Cette fois je ne le fuyais point et je fus fort heureux de constater que ma place était libre en face de lui. Je m’y assis, Il me sourit, je lui souris. Nous avions l’air aussi contents l’un que l’autre, l’un de l’autre.

Je savais qu’il savait que je savais… Il savait aussi que je savais qu’il savait… Quelle situation que celle de ces deux individus qui, depuis la veille au soir, ne cessaient de se voler mutuellement sans que rien, dans leurs façons d’être ni dans leurs paroles, ne dénonçât leur intime pensée, la joie de la victoire ou le désagrément de la défaite, ni l’espoir frénétique de la revanche…

J’avais commandé deux œufs sur le plat… Il beurrait ses toasts… On approchait d’Avignon… j’avais peut-être encore vingt minutes devant moi.

— Vous avez chaud ! me dit-il.

Oui, j’avais chaud… de grosses gouttes de sueur me perlaient aux tempes… je jetai ma casquette dans le filet au-dessus de nous, à côté de sa casquette à lui.

— On chauffe trop dans ces wagons de luxe ! fis-je..…

— Cela dépend des tempéraments, répliqua-t-il… moi je n’ai jamais trop chaud, si vous permettez ?

Là-dessus il prit sa casquette et s’en coiffa solidement.

J’étais renseigné.

La lettre était dans la casquette !

Le coup d’œil qu’il lui avait lancée lorsque j’avais jeté la mienne dans le filet, le soin qu’il prenait de se recoiffer aussitôt mon arrivée et la solidité même avec laquelle l’opération avait été faite, tout le dénonçait !

Pour quelqu’un dont les sens étaient exacerbés comme les miens, il n’avait même pas été difficile de percevoir, dans une dixième de seconde, le sentiment évident de satisfaction dans la sécurité qu’avait exprimé cette tête dès qu’elle avait été coiffée de cette casquette…

Rien ne m’avait échappé, pas même le léger effort qui attestait l’étroitesse, sans doute récente, de la coiffe.

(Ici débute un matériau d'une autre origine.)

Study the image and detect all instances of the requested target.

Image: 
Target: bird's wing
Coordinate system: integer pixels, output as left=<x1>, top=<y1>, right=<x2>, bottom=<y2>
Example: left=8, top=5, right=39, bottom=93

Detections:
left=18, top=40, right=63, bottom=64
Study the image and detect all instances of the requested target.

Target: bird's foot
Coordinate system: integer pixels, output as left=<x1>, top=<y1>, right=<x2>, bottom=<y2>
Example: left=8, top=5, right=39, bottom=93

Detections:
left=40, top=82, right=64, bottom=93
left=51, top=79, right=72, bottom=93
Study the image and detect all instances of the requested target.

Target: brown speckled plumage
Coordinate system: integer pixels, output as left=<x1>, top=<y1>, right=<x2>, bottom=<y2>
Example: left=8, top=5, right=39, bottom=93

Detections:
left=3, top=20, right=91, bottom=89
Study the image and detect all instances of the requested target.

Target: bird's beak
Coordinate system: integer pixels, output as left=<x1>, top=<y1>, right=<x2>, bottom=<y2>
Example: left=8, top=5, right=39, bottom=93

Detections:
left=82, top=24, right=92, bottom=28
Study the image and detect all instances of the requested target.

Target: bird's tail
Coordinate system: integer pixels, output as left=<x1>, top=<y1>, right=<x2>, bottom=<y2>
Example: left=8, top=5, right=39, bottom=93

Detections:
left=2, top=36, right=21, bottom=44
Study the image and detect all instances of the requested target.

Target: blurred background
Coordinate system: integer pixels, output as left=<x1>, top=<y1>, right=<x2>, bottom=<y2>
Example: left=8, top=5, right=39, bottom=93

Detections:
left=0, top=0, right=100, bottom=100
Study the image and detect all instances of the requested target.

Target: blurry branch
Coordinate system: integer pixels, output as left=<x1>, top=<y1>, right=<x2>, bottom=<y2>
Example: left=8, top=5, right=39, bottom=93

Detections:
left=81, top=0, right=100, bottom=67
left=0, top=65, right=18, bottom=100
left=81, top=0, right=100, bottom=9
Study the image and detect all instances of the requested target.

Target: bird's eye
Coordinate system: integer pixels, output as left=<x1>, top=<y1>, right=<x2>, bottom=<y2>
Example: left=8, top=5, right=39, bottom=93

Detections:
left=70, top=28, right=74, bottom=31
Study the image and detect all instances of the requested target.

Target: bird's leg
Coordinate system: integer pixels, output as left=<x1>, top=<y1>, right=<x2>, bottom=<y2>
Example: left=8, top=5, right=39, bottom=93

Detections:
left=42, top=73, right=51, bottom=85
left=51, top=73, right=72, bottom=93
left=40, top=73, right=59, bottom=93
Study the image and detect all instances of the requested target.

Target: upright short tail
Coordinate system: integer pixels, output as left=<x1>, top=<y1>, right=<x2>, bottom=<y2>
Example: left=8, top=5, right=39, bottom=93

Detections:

Enfin, une minute plus tard, je lus comme dans un livre cette phrase visible pour moi seul, dans ces deux beaux grands yeux dont la placidité apparente semblait. me narguer : « Elle est là, la lettre ! viens donc la chercher ! »

Tout à coup, j’y allai. Ce fut rapide comme la foudre.

Je venais de payer mon déjeuner et il réglait le sien… déjà le train ralentissait et l’on allait entrer en gare d’Avignon.

Je me levai. Il était encore assis.

Je pris ma casquette dans le filet. Elle était à carreaux comme la sienne… et, avec un peu de bonne volonté, on eut pu prendre l’une pour l’autre… et, tout à coup, lui jetant la mienne sur la table, je m’emparai d’un geste brusque de celle qu’il avait sur la tête.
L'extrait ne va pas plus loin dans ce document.